Tüm toplumda oldukça yaygın olan ancak belirli bağlamlarda eşcinselliği endeksleyebilen birçok özellik de vardır. "İşbirlikçi söylem" genellikle eşcinsel dil stilinin bir özelliği olarak kabul edilir, ancak bazı heteroseksüel erkekler ve kadınlar tarafından da kullanılır. Bu duruşa önem veren bir üslup anlayışıyla uyumludur.

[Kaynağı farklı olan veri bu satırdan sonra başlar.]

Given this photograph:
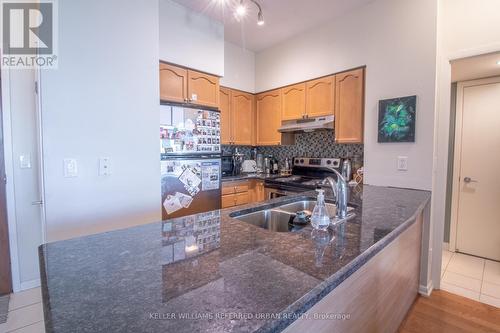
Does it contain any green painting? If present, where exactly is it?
[378,96,417,142]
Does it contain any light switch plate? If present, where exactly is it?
[19,154,31,169]
[99,157,111,176]
[63,158,78,178]
[398,156,408,171]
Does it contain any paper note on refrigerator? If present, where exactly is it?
[163,195,183,215]
[175,192,193,208]
[179,168,201,197]
[201,162,220,191]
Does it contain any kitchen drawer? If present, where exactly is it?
[222,181,250,195]
[234,182,250,193]
[234,192,250,206]
[222,185,234,195]
[222,194,236,208]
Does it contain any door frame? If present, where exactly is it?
[1,69,21,292]
[0,68,12,294]
[449,76,500,252]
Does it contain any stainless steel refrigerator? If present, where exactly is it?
[160,105,221,220]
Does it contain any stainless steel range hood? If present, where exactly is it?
[278,116,335,133]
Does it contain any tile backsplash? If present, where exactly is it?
[222,131,364,163]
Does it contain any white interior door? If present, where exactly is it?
[456,78,500,260]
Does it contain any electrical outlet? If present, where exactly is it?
[398,156,408,171]
[63,158,78,178]
[99,157,111,176]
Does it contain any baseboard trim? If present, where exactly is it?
[418,280,434,297]
[15,279,40,291]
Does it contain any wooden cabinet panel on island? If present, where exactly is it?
[256,89,281,146]
[281,83,306,120]
[306,75,335,118]
[219,87,255,146]
[219,87,233,145]
[160,63,188,103]
[231,90,254,146]
[221,179,265,208]
[188,69,219,108]
[335,68,364,143]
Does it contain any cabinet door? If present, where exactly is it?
[335,69,364,143]
[231,90,254,146]
[160,63,188,103]
[281,83,306,120]
[257,89,281,146]
[221,194,236,208]
[306,75,335,118]
[219,87,233,145]
[188,70,219,108]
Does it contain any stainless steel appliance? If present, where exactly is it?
[264,157,341,199]
[233,148,245,176]
[160,105,221,219]
[221,155,234,177]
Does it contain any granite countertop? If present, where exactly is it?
[39,186,430,333]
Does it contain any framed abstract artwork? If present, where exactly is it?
[378,96,417,142]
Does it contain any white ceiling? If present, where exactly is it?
[451,52,500,82]
[174,0,374,52]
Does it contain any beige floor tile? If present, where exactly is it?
[481,281,500,298]
[443,270,481,292]
[479,294,500,308]
[9,288,42,311]
[446,253,485,280]
[484,260,500,284]
[0,303,43,332]
[441,282,479,301]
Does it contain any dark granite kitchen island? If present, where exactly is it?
[39,186,430,333]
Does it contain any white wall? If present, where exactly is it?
[41,0,161,241]
[220,42,255,93]
[159,0,224,76]
[256,0,437,190]
[432,0,500,287]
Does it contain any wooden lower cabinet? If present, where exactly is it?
[222,179,265,208]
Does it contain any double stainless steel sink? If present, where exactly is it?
[231,198,352,232]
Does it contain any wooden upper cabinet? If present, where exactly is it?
[335,69,364,143]
[256,89,281,146]
[231,90,254,145]
[187,69,220,108]
[219,87,233,145]
[306,75,335,117]
[281,83,306,120]
[160,63,188,103]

Podesva et al. bazı gey aktivistlerin, avukatların veya diğer profesyonellerin kullandığı gey kültürü içinde bir alt-tarzı tanımlayan bir çalışma yaptı. Çalışmalarındaki gey avukat, "fazla gey" görünmek istemiyor, aksi halde profesyonelce olmadığını düşündüğü önemsizliği veya diğer özellikleri de iletiyor. Bir avukat olarak mantıklı, eğitimli ve yetkin görünmesi onun için önemliydi. Bu, tarzların anlamlarını kendi sosyal alanlarındaki diğer tarzlara (bu durumda diğer gey tarzlara) karşı çıkmalarının bir sonucu olarak aldıkları tarza yönelik izleyici yaklaşımıyla uyumludur. Avukatın, inek kızların ve Ortodoks Yahudilerin dilinde de sıklıkla bulunan bir değişken olan son durak kelimelerini yüksek düzeyde açıklaması, eğitimli görünme ve "fazla eşcinsel" görünme arzusunu işaret ediyor. Bu aslında gey kimliğini endeksliyor çünkü gey tarzını (ya da eksikliğini) ona göre şekillendiriyor .

Ayrıca bakınız

Referanslar


daha fazla okuma

  • Bell, Alan (2002). "Tarzına geri dön: İzleyici tasarımının yeniden işlenmesi". Eckert, Penelope'de; Rickford, John R. (ed.). Üslup ve Toplumdilbilimsel Varyasyon . Cambridge Üniversitesi Yayınları. s. 139–169. doi : 10.1017/CBO9780511613258.010 . ISBN'si 9780521591911.